Повитуха смазала себе жиром руки – до самого локтя, чтобы хорошо скользили. А потом влезла обеими руками во чрево роженицы, схватила младенца за тоненькие лодыжки и изо всех сил дернула. В темной хижине, наполненной дымом и ядреным запахом пота и крови, раздался жуткий крик Лейлы. Она вопила, она орала, даром что слыла молчальницей, да и перед родами ее щедро опоили снотворным соком мака и дали пожевать кусочек банджа – опиума.
Женщины, что толклись возле роженицы и натирали ее живот растительным маслом, почувствовали, что
Измотанная повитуха приняла девочку: та оказалась совсем крошкой – куда меньше по размеру, чем все новорожденные, которых ей доводилось принимать. На малюсеньком личике, покрытом кровью и слизью, сверкали два огромных глаза, внимательно изучавшие повивальную бабку. При своем появлении на свет Аулия не плакала.
Лейла истекала кровью еще несколько часов. Получив вознаграждение – две козьи шкуры, обычную в нищей деревне плату, – повитуха сухо и коротко сообщила испуганному папаше, что жена его никогда больше не сможет иметь детей.

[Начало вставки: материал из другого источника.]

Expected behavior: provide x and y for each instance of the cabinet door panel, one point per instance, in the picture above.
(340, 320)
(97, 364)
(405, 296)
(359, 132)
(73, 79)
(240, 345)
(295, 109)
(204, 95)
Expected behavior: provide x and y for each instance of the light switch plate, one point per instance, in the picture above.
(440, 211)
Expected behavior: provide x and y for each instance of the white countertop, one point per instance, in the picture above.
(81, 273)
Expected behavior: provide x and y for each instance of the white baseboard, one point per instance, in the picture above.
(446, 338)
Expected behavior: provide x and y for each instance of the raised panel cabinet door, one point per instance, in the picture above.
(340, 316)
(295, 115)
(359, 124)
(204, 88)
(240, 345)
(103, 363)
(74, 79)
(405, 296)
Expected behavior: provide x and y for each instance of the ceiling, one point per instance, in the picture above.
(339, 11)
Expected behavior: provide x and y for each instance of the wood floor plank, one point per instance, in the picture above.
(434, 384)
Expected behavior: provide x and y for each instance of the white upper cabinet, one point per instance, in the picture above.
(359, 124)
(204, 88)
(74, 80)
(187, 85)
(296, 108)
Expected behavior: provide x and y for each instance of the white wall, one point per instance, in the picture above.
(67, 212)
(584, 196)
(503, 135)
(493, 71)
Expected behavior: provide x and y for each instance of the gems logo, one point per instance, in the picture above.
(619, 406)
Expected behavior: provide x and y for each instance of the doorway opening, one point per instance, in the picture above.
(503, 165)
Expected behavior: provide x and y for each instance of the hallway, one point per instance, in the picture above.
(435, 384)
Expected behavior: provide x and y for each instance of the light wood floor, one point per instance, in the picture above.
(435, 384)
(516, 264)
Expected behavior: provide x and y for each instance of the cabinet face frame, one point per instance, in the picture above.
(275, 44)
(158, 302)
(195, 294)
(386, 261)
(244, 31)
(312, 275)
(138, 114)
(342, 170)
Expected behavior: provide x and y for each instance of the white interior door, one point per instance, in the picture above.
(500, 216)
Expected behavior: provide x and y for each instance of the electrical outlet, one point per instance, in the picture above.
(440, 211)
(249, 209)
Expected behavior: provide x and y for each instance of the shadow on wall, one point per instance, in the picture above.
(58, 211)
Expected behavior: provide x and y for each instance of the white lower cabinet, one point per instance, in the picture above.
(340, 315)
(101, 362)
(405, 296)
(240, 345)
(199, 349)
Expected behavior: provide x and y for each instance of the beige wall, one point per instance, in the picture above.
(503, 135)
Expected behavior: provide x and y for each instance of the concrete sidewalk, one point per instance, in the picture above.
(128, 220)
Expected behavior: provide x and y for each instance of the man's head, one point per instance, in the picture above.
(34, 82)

Даже на пороге смерти, терпя невыносимые страдания, мать не позволила унести младенца в дюны. А когда ей достало сил вымолвить слово, она попросила не воды и не еды, а показать ей дочку. К ней поднесли крохотный сверток, и Лейла, ни слова не говоря, обняла младенца. Крохотная младенческая ручка ухватилась за прядь материнских волос. Лейла прижала дочку к груди, и обе они мирно уснули и проспали вместе всю ночь и весь следующий день. Люди в деревне верили, что отказать в последнем желании умирающему – значит накликать на себя беду, поэтому родственники решили просто дождаться, когда обе они умрут. Муж Лейлы Юша, сын Нуна, забросил все свои дела: и коз, и пшеничное поле, ведь жена истекала кровью. И Юша, любя жену, не отходил от нее.
Девочка родилась такой слабенькой, что тельце ее с большим трудом удерживало чай пополам с козьим молоком, которым ее пытались кормить.
Однако, ко всеобщему удивлению, обе они – и мать, и дочь – выжили.
Лейла оправлялась от родов восемь месяцев. Когда же она смогла вернуться к домашним обязанностям и начала ухаживать за ребенком – увидела наконец то, что всем остальным давно уже было ясно: у ее девочки – увечная ножка. И еще ребенок был слишком маленьким: эдакий тихий кутенок, никогда не плачет – ни дать ни взять крохотная пустынная мышка. Женщины, ходившие за Лейлой, уверяли, что, когда им случалось подойти к больной ночью, девочка, не сводя с них глаз, следила за каждым движением. «Она вроде как видит в темноте», – шушукались они между собой.
Старики, муж Лейлы да и кое-кто из женщин спрашивали:
– Гей! На что нам эта хромоножка?
Лейла только пожимала плечами и спокойно отвечала:
– На что-нибудь да сгодится…
Малютка стала счастьем Лейлы. После родов, в те редкие минуты, когда она приходила в сознание и, разглядывая крохотное личико, видела в нем собственные уменьшенные черты, ее захлестывала неведомая прежде радость – даже в страданиях, даже в жару и в поту.
Лейла всегда была женщиной немногословной. Юшу она приняла с той же молчаливой решимостью, с какой приняла бы и судьбу старой девы. Она была уже немолода – почти тридцати лет, – когда обнаружила, что беременна. Ее счастье было скрыто от чужих глаз, будто внутри скорлупы, как и все другие жизненные проявления этой женщины: один только Юша умел разглядеть радость в степенной улыбке жены, трудившейся за ткацким станком.
Прослыв молчальницей даже среди тех, кто и сам считал разговоры пустой тратой времени, она вдруг стала замечать, что напряженно вслушивается в дочкино воркование и без устали повторяет ей названия всего, что есть вокруг, чтобы девочка училась говорить.
Косточки в тельце Аулии были легкими, как у птички. И хотя ей исполнилось уже восемь месяцев, росточком она была с новорожденного. Мать винила в этом себя: «Она такая маленькая оттого, что у меня нет для нее молока, для бедной моей малютки», – ворочались в ее голове тяжелые мысли. Ни на мгновенье не отпускала она от себя ребенка. Заворачивала крошку в платок, привязывая этот сверток себе на спину, или брала ее на колени и прижимала к себе рукой. Девочка, вцепившись в материну рубаху одной ручонкой и засунув большой палец другой ручки в рот, смотрела на нее широко распахнутыми глазами.